Tuesday, September 05, 2006

The U.S. is Going It Alone in Iranian Nuclear Denial

Friday's Investor's Business Daily had a firm editorial indicating that the United States is essentially alone in its policy of seeking to deny nuclear capabilities to Iran, that missile defense is looking more and more workable and attractive, and that a possible preventive strike against Tehran's nuclear facilities should remain on the table:

The U.S. is bravely pushing ahead with sanctions against Iran. But why bother? Neither Europe, Russia nor China will agree to anything beyond a wrist slap. And Iran won't stop enriching uranium.

On July 31, the U.S. and its supposed allies passed U.N. Resolution 1696, which requires Iran to halt its uranium enrichment activities or face a series of mild economic sanctions. Iran was given until Thursday to stop. It didn't.

Instead, it issued declarations of defiance. "Exploitation of peaceful nuclear energy is our obvious right," President Mahmoud Ahmadinejad told a rally Friday. "We'll never give up our legal right."

On one thing, he's correct: Peaceful use of nuclear energy is his nation's right. But Tehran's actions appear anything but peaceful.

Just last month, for example, it doubled output at a heavy-water enrichment plant. This lets Iran use unenriched uranium mined from within its borders — rather than having to buy it from others.

There's also the curious case of the Iranian government laptop computer obtained by the U.S. in 2004. It contained bomb designs and other technology clearly meant for weapons, not peace.

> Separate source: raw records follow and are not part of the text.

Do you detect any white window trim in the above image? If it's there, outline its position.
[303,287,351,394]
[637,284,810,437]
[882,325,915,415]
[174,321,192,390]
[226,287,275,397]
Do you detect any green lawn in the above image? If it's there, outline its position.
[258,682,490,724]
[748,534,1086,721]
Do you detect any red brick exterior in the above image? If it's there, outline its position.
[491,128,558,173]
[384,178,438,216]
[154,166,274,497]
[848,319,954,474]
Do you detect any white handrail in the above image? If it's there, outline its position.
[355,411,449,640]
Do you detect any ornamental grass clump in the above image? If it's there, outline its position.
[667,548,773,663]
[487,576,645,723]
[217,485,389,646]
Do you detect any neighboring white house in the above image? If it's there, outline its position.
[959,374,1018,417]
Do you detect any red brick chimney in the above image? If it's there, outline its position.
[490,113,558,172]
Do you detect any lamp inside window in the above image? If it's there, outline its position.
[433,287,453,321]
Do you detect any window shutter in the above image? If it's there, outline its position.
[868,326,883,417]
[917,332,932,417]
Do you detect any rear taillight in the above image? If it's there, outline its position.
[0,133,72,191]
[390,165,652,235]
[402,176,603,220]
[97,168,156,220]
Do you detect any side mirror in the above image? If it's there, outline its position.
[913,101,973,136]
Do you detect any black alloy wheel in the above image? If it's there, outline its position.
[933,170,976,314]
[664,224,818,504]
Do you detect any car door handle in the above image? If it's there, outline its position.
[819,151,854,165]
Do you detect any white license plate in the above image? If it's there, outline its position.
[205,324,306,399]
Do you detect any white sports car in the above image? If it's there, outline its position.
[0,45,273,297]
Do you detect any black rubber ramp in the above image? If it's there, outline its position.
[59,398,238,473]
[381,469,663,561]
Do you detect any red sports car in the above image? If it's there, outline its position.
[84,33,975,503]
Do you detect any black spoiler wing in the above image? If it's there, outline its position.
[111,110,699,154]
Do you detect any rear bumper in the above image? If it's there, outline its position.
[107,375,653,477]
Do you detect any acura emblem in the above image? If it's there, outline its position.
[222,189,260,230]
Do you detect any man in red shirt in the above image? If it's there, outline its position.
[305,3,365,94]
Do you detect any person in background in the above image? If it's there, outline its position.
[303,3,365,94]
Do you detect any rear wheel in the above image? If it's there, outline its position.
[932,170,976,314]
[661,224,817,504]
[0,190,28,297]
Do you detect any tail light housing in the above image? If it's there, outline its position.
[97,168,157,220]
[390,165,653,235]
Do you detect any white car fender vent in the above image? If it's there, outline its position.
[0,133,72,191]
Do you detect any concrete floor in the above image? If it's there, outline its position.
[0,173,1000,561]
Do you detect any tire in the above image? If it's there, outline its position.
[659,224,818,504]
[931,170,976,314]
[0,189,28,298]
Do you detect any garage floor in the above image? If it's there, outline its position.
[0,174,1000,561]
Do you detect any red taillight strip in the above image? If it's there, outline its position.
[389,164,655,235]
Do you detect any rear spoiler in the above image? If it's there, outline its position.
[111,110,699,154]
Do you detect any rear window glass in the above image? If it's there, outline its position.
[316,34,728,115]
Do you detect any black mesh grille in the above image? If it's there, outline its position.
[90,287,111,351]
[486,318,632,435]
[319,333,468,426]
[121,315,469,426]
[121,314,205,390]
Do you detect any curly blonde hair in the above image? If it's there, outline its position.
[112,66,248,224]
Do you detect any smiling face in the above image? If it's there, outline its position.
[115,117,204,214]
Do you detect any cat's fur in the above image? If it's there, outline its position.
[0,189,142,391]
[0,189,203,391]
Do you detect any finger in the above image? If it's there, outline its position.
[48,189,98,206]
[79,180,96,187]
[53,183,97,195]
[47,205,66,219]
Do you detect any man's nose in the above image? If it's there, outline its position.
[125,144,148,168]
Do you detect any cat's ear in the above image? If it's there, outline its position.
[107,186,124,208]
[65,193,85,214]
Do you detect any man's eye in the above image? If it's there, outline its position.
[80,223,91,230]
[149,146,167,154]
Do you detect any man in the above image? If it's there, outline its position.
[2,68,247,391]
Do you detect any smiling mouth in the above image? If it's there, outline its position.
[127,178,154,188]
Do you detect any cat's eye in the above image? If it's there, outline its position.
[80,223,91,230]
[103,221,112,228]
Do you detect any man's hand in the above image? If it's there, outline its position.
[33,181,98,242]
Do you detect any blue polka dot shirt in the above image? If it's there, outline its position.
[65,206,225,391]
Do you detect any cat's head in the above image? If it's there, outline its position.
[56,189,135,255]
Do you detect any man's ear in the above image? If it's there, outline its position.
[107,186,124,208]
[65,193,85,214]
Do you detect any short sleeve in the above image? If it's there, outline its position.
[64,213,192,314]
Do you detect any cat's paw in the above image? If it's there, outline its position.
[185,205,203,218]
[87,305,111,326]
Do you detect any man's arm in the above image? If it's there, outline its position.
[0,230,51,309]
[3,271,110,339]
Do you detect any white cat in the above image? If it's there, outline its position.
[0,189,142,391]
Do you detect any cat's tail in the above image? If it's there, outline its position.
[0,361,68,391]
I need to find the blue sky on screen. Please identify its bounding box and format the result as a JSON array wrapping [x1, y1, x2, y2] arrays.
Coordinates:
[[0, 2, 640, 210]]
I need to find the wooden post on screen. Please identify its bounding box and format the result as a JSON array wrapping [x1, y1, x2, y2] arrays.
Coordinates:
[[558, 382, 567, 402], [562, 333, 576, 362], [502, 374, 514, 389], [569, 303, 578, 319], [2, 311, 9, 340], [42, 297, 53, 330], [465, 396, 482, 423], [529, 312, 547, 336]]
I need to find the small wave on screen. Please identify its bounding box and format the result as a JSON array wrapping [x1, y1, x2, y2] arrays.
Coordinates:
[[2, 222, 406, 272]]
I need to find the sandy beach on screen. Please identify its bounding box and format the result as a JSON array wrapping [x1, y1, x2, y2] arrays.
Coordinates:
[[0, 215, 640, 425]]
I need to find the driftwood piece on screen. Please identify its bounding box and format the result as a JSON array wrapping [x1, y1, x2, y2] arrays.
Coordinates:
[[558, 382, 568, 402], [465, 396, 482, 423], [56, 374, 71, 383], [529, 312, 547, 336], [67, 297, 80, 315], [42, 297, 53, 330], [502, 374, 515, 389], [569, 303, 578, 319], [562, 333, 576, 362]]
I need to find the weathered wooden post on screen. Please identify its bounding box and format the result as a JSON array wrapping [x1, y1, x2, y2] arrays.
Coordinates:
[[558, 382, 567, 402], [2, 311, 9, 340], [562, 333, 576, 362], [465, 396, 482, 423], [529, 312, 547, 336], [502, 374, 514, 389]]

Then there's the strange, deep hole Tehran drilled earlier this year — a 400-meter shaft with special built-in sensors to measure heat and pressure and with only one logical use: to test a bomb.

Iran already has 18 nuclear sites, carefully placed around the country. It has hundreds of sophisticated P-1 and P-2 centrifuges — used to enrich uranium for bombs — and plans to have 3,000 in a few years. All this translates into a burgeoning nuclear capability.

The International Atomic Energy Agency [IAEA] recently warned that Iran's Isfahan nuclear facility had already turned 37 tons of "raw uranium . . . into uranium hexafluoride" — enough, experts say, for as many as six atomic bombs.

The U.S. believes another Iranian nuclear reactor, at Bushehr, could eventually produce enough plutonium a year for 30 bombs.

By the way, the IAEA — which has bent over backward to help Iran avoid sanctions — questioned in its final report Thursday "the peaceful nature of Iran's nuclear program."
With such evidence, where are our "allies"? Well, where they always are. "Diplomacy," said Finnish Foreign Minister Erkki Tuomioja, speaking for the EU, "remains the No. 1 way forward."

Russia's no better. It "regrets" Iran's decision, but won't support sanctions. (It has big contracts to build nuclear plants in Iran.) Ditto China, which imports huge amounts of energy from Iran.

That leaves us. Faced with Iran's clear intent and our allies' failure of will, what can we do? Plenty. And we're already doing it.

U.N. Ambassador John Bolton is pushing ahead with sanctions — as much, we suppose, to shame our feckless allies as to punish Iran.

Perhaps more important, the U.S. Missile Defense Agency on Friday announced it successfully shot down a streaking warhead over the Pacific with a ground-based missile defense system. This, the Pentagon said, gives us a "good chance" to shoot down a North Korean nuclear missile.

Missile defense is looking better all the time. A workable system may take a couple of years to complete, so there's no time to lose. By then, Iran might have a nuke.

Before that, we might have to strike first — and decimate a nuclear threat the world should have never allowed in the first place.

I blogged about America's approach to Iranian proliferation in May, citing Victor Davis Hanson's essay suggesting that soon enough President Ahmedinejad's aggressive actions would convince the U.S. and Europe that preventive action would necessary.